Die Adler hatten das Petersberger Sportgelände am Samstagnachmittag voll im Griff: Die Gästefans hatten den Balkon des Sporthauses voll in Beschlag genommen und feierten ihre Spieler auf dem Weg in den Kabinengang. Währenddessen hatte Rolf Gollin seine Schützlinge an der Spielfeldseite Richtung Freibad zusammengetrommelt, um ihnen die Leviten zu lesen. Wütend war der 48-jährige Coach dann auch im anschließenden Gespräch mit den Pressevertretern, jeder einzelne Spieler bekam sein Fett weg: "Ob der schlecht geklärte Ball von Andreas Brzoza nach nicht mal nach einer Minute, der Gelb und die frühe Auswechslung für Marc Aschenbrücker zur Folge hatte, das schlechte Zweikampfverhalten von Alexander Kilian vor mehreren Gegentoren oder die saudumme Gelb-Rote Karte für Daniel Nüchter. Es sind viele kleine Mosaiksteinchen, mit denen wir uns selbst die Spiele sabotieren", grollte Gollin. Am meisten stieß dem Coach natürlich der indirekt ausgeführte Elfmeter von Julian Wehner und Adrian von Pazatka beim Stand von 0:1 auf. Es war mutig von Wehner, sich nach bereits drei verschossenen Strafstößen in dieser Runde wieder den Ball zu schnappen, die katastrophale Ausführung freilich war eine Aktion, die kreativer war als jede andere im Petersberger Spiel, allerdings auch die Unsicherheit innerhalb der Mannschaft offenbarte. Adrian von Pazatka nahm die Schuld für das Malheur nachher auf sich: "Das war mein Ding. Ich wollte innen in den Strafraum einlaufen, um Julians Ablage zu verwerten. Der Weidenhausener Verteidiger war aber viel gedankenschneller und hat mich außen abgelaufen", erklärte die Petersberger Nummer 10, die zuvor den Strafstoß herausgeholt hatte. Bittere Begleiterscheinung: Ein von einem Weidenhausener gedrehtes Video vom Elfmeter fand blitzschnell den Weg ins Netz, die teilweise überzogene Häme war dem RSV-Duo sicher.

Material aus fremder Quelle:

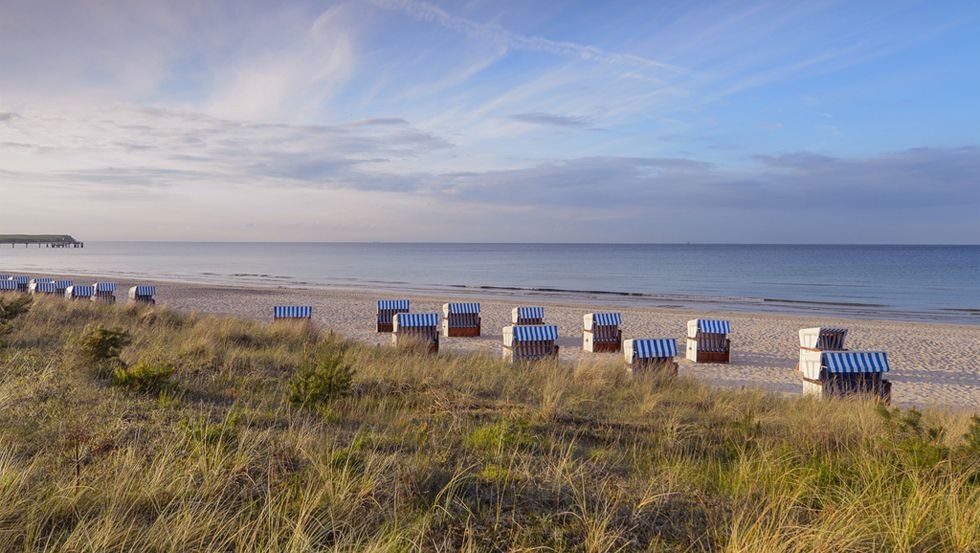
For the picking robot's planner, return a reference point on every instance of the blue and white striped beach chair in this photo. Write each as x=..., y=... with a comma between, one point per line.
x=525, y=343
x=651, y=354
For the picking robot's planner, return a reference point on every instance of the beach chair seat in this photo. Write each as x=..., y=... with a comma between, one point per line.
x=525, y=315
x=601, y=332
x=461, y=319
x=387, y=310
x=413, y=329
x=843, y=374
x=708, y=341
x=651, y=355
x=528, y=343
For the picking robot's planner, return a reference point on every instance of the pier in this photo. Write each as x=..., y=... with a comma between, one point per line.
x=41, y=240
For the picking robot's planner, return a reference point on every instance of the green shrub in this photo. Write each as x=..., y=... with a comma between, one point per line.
x=321, y=379
x=144, y=377
x=99, y=344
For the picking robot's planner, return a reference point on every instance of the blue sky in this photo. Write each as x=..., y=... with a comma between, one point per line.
x=492, y=121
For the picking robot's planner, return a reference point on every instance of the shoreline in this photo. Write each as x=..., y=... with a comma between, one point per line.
x=934, y=364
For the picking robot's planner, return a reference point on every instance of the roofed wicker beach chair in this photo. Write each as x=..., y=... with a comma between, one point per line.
x=527, y=315
x=105, y=292
x=708, y=341
x=23, y=282
x=82, y=292
x=143, y=293
x=601, y=332
x=841, y=374
x=413, y=329
x=651, y=354
x=461, y=319
x=821, y=339
x=387, y=310
x=292, y=313
x=8, y=286
x=526, y=343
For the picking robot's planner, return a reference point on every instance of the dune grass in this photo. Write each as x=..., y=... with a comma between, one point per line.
x=444, y=453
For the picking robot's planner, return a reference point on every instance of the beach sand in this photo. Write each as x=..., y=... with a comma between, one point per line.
x=933, y=365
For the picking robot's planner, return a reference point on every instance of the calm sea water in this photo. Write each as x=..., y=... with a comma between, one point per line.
x=913, y=282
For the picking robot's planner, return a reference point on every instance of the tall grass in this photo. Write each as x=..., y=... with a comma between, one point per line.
x=445, y=453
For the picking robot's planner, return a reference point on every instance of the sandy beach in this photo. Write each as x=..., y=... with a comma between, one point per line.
x=933, y=365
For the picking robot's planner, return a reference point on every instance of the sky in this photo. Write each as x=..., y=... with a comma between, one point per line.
x=492, y=121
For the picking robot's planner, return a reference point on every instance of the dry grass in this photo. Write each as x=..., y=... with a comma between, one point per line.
x=446, y=453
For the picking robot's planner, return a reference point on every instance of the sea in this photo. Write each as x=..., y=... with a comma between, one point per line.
x=933, y=283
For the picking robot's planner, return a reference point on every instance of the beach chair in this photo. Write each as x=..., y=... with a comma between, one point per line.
x=842, y=374
x=527, y=315
x=601, y=332
x=79, y=292
x=105, y=292
x=292, y=313
x=416, y=328
x=143, y=293
x=387, y=310
x=23, y=282
x=527, y=343
x=8, y=286
x=651, y=355
x=461, y=319
x=821, y=339
x=41, y=286
x=708, y=341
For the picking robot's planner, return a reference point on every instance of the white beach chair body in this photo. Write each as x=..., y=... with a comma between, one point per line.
x=527, y=343
x=650, y=354
x=601, y=332
x=708, y=341
x=461, y=319
x=841, y=374
x=387, y=309
x=416, y=328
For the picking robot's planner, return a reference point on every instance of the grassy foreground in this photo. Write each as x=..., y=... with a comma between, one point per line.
x=441, y=453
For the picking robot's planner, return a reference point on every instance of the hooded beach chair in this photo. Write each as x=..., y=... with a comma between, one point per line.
x=821, y=339
x=525, y=343
x=143, y=293
x=601, y=332
x=292, y=313
x=527, y=315
x=708, y=341
x=81, y=292
x=387, y=309
x=416, y=328
x=650, y=354
x=841, y=374
x=461, y=319
x=105, y=292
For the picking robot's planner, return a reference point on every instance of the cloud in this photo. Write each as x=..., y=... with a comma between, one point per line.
x=548, y=119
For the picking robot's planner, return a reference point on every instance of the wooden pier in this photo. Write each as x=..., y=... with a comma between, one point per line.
x=41, y=240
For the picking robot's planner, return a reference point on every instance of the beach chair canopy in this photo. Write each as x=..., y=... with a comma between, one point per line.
x=461, y=308
x=650, y=348
x=524, y=312
x=143, y=291
x=81, y=291
x=105, y=287
x=293, y=311
x=855, y=362
x=531, y=333
x=392, y=305
x=416, y=320
x=822, y=337
x=714, y=326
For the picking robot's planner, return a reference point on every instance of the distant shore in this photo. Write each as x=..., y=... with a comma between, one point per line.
x=933, y=364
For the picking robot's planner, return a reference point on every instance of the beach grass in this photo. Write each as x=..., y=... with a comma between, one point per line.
x=223, y=434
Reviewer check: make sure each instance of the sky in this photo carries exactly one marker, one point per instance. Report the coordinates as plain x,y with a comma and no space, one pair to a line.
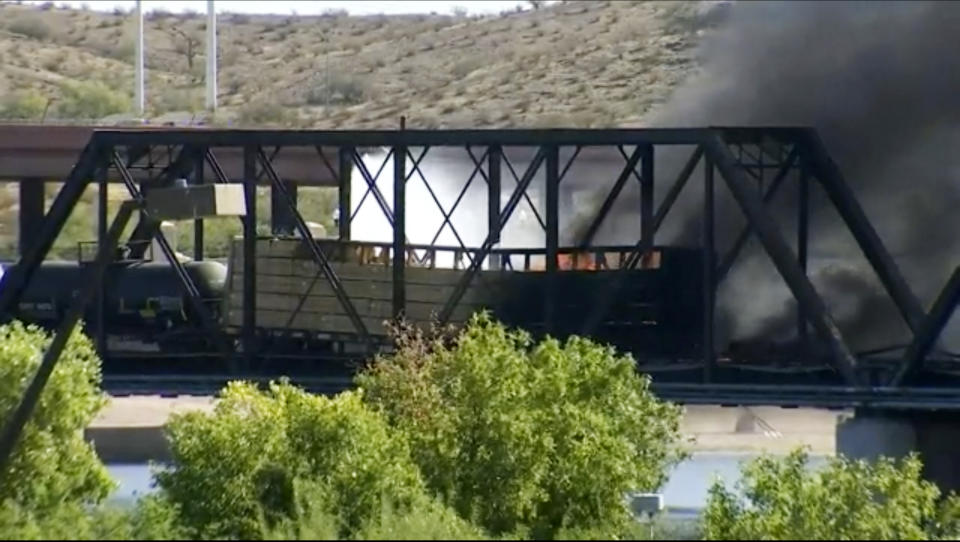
301,7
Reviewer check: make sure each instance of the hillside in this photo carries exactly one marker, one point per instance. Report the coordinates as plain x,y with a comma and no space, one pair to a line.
589,64
571,64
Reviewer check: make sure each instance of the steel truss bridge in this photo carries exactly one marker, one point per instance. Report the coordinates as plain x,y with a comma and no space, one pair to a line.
737,159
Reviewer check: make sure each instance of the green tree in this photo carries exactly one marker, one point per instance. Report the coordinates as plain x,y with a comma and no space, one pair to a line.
23,106
782,499
52,465
526,438
238,471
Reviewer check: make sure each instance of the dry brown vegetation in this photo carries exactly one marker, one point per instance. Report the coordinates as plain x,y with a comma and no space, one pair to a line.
592,63
570,64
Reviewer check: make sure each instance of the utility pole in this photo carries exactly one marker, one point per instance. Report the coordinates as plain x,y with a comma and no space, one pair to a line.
211,57
138,98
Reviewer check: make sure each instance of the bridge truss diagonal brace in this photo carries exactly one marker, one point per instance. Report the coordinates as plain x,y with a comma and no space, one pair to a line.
17,419
325,268
839,192
930,329
492,236
779,251
193,293
607,294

"Wir scheinen sehr labil zu sein"

Gollin, der nichts von der Idee des indirekten Strafstoßes gewusst hatte und lieber Boris Aschenbrücker am Elfmeterpunkt gesehen hätte, fragte sich nicht nur deshalb, "ob alle wirklich verstanden haben, auf was es im Abstiegskampf ankommt." An junge Kerle wir Mark Lindiger, Marcel Zehner oder Adrian Bleuel sei der Vorwurf indes nicht so scharf gerichtet wie an die Routiniers: "Gerade die erfahrenen Spieler tauchen mir zu sehr ab. Wir scheinen sehr labil zu sein, das zeigt zumindest der Umgang mit Rückschlägen." Kein Wunder, setzte es doch nicht das erste Mal eine heftige Klatsche in dieser Saison. Das Schlimme am Weidenhausen-Spiel: Eine Niederlage gegen die Adler wäre kein Beinbruch gewesen, die Art und Weise schockte jedoch viele einheimische Anhänger, die nachher einen Absteiger in Grün-Weiß gesehen haben wollten. Doch selbst wenn nun eine der schwersten Wochen in der dritten Amtszeit von Rolf Gollin am Waidesgrund, insbesondere in Sachen Mentalcoaching wartet: Der Klassenerhalt ist für den RSV rechnerisch weiterhin drin. Bei Eintracht Baunatal wartet am kommenden Wochenende ein kleines Finale um den Klassenerhalt, in dem eine Reaktion der Mannschaft überfällig ist. Bitter: Gollin ist dann auf der Sechs wieder zum Umbauen gezwungen, schließlich fehlt Daniel Nüchter mit Gelb-Rot, nachdem er sich mit dem Schiedsrichter angelegt hatte. Eine Situation, die Gollin richtig wurmte: "Wir setzen alle Hebel in Bewegung und lassen für Daniel eine teure Maske wegen seines Nasenbeinbruchs anfertigen, damit er spielen kann. Und dann sowas." Nicht viel weniger verärgert war Gollin ob der Tatsache, dass sich Patrick Wingenfeld erst einmal in den Urlaub verabschiedet hat.